Seine „Geschichten aus Natur, Umwelt und Technik“ seien Kult gewesen. 24 Jahre lang habe Peter Lustig mit seinem halbstündigen ZDF-Wissensmagazin „Löwenzahn“ wissbegierige Kinder und immer noch neugierige Erwachsener vor den Bildschirm gezogen. Unnachahmlich machte er schwierige Zusammenhänge durch kluge Fragen für jedermann verständlich.

Wie gesagt: Peter Lustig war ein Paradiesvogel – vor und hinter der Kamera. Wie seine zweite Frau Elfie Donnely gehörte er in den 1980er Jahren der Osho-/Bhagwan-Bewegung an. Auch Elfie Donnely war eine Anhängerin von Oshos Neo-Sannyas-Bewegung. Mit ihr hatte Peter Lustig einen gemeinsamen Sohn – Momme Pavi.
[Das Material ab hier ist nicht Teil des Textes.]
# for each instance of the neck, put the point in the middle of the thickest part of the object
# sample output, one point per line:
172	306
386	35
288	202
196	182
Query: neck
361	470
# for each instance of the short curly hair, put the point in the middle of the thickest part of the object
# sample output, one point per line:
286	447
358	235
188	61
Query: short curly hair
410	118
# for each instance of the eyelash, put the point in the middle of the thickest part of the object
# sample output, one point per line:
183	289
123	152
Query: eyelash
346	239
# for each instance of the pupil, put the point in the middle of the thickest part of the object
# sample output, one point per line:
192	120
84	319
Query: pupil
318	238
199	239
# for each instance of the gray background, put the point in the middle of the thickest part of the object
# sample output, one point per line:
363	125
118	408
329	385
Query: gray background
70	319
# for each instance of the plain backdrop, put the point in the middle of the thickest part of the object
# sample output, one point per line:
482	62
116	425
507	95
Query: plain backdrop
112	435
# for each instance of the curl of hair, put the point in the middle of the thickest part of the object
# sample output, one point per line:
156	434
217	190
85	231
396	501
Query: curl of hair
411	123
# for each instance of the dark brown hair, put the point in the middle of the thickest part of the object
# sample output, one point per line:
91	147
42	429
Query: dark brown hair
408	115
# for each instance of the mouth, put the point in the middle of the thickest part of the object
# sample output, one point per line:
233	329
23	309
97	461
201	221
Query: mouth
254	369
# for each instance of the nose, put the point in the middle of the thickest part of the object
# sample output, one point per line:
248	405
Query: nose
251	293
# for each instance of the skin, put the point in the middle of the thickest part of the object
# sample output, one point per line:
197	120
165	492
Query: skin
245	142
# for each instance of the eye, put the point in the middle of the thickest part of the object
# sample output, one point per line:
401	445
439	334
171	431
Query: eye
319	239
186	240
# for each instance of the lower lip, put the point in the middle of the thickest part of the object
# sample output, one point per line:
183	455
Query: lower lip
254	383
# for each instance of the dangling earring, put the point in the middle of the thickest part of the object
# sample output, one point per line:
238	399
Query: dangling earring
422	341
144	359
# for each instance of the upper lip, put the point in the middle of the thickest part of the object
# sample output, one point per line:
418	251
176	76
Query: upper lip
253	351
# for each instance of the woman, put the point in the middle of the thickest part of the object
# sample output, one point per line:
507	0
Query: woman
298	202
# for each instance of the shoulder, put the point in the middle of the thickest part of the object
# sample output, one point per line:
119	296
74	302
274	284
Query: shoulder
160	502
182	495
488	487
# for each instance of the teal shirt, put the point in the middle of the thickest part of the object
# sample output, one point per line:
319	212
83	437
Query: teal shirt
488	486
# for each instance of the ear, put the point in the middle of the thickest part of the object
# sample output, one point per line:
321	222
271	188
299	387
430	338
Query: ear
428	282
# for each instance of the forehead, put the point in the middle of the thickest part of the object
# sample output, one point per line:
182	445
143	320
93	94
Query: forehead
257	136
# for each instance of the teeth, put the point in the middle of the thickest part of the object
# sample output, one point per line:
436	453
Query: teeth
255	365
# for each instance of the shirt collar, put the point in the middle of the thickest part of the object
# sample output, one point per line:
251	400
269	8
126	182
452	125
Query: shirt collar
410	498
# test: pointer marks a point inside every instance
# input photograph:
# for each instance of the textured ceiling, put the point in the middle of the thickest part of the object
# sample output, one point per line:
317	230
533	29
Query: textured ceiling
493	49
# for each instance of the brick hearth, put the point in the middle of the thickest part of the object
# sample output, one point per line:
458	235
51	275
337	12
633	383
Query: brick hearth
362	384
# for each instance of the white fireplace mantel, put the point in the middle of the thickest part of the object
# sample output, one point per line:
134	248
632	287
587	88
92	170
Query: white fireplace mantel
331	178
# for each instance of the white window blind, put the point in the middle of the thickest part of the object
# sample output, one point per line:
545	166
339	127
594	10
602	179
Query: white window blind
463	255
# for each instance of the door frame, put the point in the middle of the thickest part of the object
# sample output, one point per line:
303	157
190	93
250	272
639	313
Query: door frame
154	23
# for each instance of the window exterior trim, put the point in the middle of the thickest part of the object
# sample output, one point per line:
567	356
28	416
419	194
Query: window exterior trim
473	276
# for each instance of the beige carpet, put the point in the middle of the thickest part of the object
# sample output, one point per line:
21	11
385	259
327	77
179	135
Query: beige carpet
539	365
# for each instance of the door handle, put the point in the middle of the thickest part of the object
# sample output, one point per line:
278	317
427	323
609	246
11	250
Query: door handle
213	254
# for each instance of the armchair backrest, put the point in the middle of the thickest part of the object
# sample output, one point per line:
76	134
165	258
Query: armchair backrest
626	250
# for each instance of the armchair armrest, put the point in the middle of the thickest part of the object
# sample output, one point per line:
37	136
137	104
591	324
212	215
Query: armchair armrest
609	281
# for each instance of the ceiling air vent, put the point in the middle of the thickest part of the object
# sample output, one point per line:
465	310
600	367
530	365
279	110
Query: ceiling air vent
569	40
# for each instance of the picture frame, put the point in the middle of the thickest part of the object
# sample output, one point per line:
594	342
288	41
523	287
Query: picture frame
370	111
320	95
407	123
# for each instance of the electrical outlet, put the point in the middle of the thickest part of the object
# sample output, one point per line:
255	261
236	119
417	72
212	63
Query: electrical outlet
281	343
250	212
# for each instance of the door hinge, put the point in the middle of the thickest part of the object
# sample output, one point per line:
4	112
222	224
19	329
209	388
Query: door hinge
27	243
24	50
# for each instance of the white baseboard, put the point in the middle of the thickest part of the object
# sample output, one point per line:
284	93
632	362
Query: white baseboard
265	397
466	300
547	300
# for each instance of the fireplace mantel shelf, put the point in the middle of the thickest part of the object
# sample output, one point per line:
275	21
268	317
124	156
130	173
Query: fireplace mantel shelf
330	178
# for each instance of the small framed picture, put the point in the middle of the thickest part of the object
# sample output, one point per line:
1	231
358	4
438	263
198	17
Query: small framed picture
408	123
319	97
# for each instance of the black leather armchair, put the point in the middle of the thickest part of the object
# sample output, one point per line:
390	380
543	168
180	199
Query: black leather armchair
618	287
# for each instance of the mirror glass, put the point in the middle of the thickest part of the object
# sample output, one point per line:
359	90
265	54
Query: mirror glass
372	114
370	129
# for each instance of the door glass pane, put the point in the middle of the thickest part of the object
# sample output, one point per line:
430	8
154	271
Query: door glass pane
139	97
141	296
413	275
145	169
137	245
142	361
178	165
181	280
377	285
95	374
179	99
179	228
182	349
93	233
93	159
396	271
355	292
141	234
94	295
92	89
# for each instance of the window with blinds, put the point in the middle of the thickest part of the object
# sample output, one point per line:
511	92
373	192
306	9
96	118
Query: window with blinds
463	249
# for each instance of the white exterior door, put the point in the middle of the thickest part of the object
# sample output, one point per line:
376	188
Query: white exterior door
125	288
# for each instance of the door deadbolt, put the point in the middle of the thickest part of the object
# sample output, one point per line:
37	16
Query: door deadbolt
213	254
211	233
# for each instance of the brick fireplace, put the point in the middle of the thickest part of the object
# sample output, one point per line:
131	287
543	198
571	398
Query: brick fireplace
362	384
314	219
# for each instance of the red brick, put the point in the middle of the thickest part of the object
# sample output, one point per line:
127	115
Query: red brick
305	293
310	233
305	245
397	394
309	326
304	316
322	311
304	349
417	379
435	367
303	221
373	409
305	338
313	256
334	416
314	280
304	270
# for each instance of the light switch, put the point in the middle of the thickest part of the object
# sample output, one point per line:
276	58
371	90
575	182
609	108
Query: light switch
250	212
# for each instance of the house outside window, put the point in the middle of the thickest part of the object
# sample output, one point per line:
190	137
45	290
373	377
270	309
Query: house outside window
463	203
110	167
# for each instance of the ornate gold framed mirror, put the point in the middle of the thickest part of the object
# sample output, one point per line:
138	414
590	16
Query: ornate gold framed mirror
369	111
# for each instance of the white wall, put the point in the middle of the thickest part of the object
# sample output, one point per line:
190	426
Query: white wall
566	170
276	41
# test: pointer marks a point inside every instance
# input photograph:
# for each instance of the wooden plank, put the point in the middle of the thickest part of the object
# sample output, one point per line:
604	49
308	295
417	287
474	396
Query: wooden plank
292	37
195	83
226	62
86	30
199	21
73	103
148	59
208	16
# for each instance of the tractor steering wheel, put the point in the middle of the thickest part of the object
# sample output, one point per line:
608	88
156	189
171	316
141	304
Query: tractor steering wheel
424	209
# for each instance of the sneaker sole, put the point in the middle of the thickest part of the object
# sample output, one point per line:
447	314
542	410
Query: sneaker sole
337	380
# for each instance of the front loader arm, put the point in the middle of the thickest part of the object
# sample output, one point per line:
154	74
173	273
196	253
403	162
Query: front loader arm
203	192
Mitte der 1980er Jahre diagnostizierten die Ärzte einen Lungentumor. Nach sieben Operationen besaß der Moderator noch einen Lungenflügel. „Damals hatte man mit fünf Jahre gegeben“, sagte er 2010 in einem Interview und fügte mit dem typischen Lustig-Humor hinzu: „Ich bin also weit über dem Verfallsdatum.“ Peter Lustig starb am Dienstag (23. Februar) im Alter von 78 Jahren in der Nähe von Husum im Kreise seiner Familie, wie das ZDF mitteilte.
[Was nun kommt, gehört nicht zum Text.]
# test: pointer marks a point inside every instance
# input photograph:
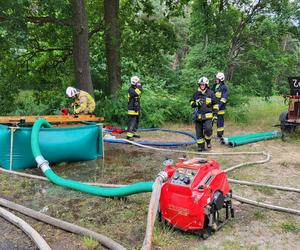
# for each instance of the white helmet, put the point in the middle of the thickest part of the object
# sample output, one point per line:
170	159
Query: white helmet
203	80
134	80
220	76
71	91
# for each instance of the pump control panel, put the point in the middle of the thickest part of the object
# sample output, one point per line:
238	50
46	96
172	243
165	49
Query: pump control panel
183	176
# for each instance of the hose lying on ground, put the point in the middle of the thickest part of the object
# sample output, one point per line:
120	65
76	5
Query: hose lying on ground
26	228
100	191
105	241
153	208
248	183
111	139
264	205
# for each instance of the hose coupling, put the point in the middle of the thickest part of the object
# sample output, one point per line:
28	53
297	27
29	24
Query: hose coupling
163	175
42	163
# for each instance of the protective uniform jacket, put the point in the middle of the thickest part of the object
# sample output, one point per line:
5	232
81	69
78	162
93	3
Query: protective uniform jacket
204	104
84	103
134	95
221	94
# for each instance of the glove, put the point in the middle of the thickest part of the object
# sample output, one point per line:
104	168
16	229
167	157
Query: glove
199	102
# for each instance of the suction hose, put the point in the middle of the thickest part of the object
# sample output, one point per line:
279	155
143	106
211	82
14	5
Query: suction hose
153	208
26	228
51	175
69	227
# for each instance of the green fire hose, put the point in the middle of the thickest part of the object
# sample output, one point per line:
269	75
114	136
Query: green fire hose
53	177
244	139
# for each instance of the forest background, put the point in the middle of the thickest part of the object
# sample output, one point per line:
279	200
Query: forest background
98	45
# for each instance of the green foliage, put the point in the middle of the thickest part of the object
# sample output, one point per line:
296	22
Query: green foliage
89	243
158	107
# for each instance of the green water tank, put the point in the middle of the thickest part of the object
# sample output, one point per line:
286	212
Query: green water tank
77	143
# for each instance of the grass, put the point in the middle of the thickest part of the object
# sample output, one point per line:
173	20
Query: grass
231	245
289	227
264	111
89	243
265	190
259	214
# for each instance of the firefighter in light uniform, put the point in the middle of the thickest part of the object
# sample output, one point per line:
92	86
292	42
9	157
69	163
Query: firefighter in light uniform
84	103
134	107
204	103
221	92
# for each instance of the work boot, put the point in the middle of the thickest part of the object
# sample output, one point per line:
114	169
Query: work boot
220	139
201	148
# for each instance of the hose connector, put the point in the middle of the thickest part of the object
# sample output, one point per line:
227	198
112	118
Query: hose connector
163	175
42	163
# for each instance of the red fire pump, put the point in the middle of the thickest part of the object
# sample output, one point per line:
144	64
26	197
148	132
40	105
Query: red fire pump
194	196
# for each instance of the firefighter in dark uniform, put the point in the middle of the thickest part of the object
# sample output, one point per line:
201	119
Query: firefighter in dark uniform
221	92
134	108
204	103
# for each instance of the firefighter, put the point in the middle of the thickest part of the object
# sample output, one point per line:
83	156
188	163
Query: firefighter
84	103
221	92
204	103
134	107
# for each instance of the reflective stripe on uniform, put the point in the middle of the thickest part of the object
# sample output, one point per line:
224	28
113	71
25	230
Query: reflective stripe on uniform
138	91
223	100
130	134
208	137
208	115
208	101
132	112
218	94
216	107
200	141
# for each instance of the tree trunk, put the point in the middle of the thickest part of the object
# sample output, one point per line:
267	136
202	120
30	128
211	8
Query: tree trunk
112	44
81	47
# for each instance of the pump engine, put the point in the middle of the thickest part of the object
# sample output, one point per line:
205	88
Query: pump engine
196	197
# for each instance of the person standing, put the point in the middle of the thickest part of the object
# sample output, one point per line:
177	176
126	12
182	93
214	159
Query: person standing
134	107
204	103
83	103
221	93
Der Mensch geht, die Erinnerung bleibt

„Der Mensch ist erst wirklich tot, wenn niemand mehr an ihn denkt‘‘, hat der Dramatiker und Lyriker Bertolt Brecht einmal gesagt. Bis dass Peter Lustig in diesem Sinne „wirklich tot“ ist, wird hoffentlich noch eine sehr, sehr lange Zeit vergehen.